Per la lodevole condotta del soldato durante il servizio militare e per i suoi ottimi precedenti penali, il Tribunale ritiene doversi sospendere l'esecuzione della condanna, a norma dell'articolo 105 del regolamento di procedura da seguirsi davanti ai Tribunali di guerra. Alla condanna segue l'obbligo del risarcimento dei danni e alla rifusione delle spese processuali.
La condanna è sospesa, dunque il Tribunale ordina la scarcerazione del condannato se non detenuto per altra causa.

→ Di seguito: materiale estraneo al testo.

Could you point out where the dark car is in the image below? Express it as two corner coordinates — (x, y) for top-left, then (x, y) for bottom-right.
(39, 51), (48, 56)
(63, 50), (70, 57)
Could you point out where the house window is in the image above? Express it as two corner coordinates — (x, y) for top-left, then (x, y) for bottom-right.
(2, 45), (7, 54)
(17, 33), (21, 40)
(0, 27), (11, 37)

Le pene restrittive della libertà personale [...] esclusi i militari disertori da un reparto di prima linea in presenza del nemico, o passati al nemico, i militari disertori per la terza volta nonostante l'ammonimento, e i militari disertori armati [...], sono ridotte al massimo della pena stabilita dall'art. 145, prima parte, del Codice penale per l'esercito [...], qualora si tratti di disertori compresi in alcuna delle categorie indicate nei numeri 1,2,3, e 4 dell'articolo precedente, la cui assenza o le cui assenze arbitrarie dal corpo, abbiano avuto una durata complessiva superiore ai 15 giorni.

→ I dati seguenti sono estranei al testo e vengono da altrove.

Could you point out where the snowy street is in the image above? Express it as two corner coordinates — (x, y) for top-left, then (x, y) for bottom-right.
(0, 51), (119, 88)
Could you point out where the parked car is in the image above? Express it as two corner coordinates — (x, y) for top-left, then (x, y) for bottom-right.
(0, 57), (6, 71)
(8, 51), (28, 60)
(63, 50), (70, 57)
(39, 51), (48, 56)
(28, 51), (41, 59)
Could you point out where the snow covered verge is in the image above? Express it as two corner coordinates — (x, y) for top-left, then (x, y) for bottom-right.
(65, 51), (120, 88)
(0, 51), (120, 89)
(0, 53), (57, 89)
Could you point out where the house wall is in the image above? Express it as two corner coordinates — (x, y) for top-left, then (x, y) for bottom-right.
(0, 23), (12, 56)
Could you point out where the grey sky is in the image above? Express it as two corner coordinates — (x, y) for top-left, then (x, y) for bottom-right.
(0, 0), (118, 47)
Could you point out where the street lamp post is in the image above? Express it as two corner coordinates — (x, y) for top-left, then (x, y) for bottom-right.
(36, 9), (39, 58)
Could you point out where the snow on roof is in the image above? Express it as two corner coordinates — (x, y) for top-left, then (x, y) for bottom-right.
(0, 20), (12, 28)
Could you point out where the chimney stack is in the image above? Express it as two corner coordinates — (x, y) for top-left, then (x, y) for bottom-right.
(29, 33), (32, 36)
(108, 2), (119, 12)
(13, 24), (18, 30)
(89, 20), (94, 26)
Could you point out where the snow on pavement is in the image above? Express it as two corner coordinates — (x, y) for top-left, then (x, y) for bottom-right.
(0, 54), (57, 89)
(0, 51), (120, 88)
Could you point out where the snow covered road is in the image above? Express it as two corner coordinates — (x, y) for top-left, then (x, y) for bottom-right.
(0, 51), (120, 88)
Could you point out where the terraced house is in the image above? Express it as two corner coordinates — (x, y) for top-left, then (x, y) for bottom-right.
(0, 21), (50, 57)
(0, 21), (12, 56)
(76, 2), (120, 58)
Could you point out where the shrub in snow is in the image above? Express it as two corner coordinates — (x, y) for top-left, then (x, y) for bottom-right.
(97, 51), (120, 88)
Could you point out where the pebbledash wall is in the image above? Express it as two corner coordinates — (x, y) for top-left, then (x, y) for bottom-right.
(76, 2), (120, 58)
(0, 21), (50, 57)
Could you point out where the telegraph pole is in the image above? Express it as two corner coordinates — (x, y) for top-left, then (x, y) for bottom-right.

[...] E' concessa l'amnistia qualora l'assenza o le assenze arbitrarie dal corpo non abbiano avuto una durata complessiva superiore ai quindici giorni, comprese in tale periodo anche le assenze, per cui sia intervenuto un provvedimento generale o particolare di esenzione da pena, di condono o commutazione, e si tratti di disertori compresi in alcuna delle seguenti categorie:
1. disertori che si siano ripresentati spontaneamente prima del 31 ottobre 1918
Una nota datata 1 novembre 1919, in fondo al documento, ci informa che con Declaratoria 31 ottobre 1919, in applicazione del R.D. 2-IX-1919 n. 1502, la pena è amnistiata.
La conclusione della storia di F.S. è emblematica: sul piano formale, la condanna resta; su quello pratico, viene cancellata. Lo Stato sembra voler voltare pagina, pur ribadendo in linea di principio l'autorità della legge e l'importanza della disciplina militare.

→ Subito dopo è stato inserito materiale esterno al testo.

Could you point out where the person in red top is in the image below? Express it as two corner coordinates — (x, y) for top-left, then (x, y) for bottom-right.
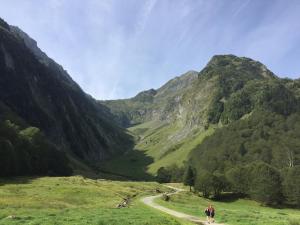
(208, 205), (215, 223)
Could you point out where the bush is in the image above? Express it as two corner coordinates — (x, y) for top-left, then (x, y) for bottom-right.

La vicenda del giovane valvese è inserita in una fase storica di tensione tra la disciplina militare e la necessità di pacificazione sociale.
Il tribunale condanna formalmente F.S. al massimo della pena prevista dal Codice penale dell’Esercito per la diserzione in tempo di guerra, cioè cinque anni di reclusione militare. Tuttavia, la condanna viene subito sospesa per la buona condotta del soldato, e pochi mesi dopo, con l’amnistia dell' ottobre 1919, la pena viene completamente cancellata.
F.S. ha rischiato la pena di morte?
No, perché la pena di morte scattava solo in alcuni casi particolari previsti dal Decreto Luogotenenziale 10 dicembre 1917, n. 1952 (art. 4): diserzione armata; diserzione in presenza di complici armati; se il disertore si rifiuta di arrendersi alla prima intimazione o fa uso delle armi. Il collegio giudicante esclude che F.S. rientri in queste ipotesi aggravanti: non è disertore da reparto in linea davanti al nemico, non è recidivo (terza volta), non era armato né ha opposto resistenza.
Le attenuanti
Grazie al Regio Decreto 21 febbraio 1919, n. 157, i disertori che si erano ripresentati spontaneamente entro una certa data potevano usufruire di una riduzione di pena o dell’amnistia. F.S. rientra in questa categoria, quindi la pena viene ridotta al massimo della reclusione prevista (3–5 anni), ma non è passibile di pena capitale.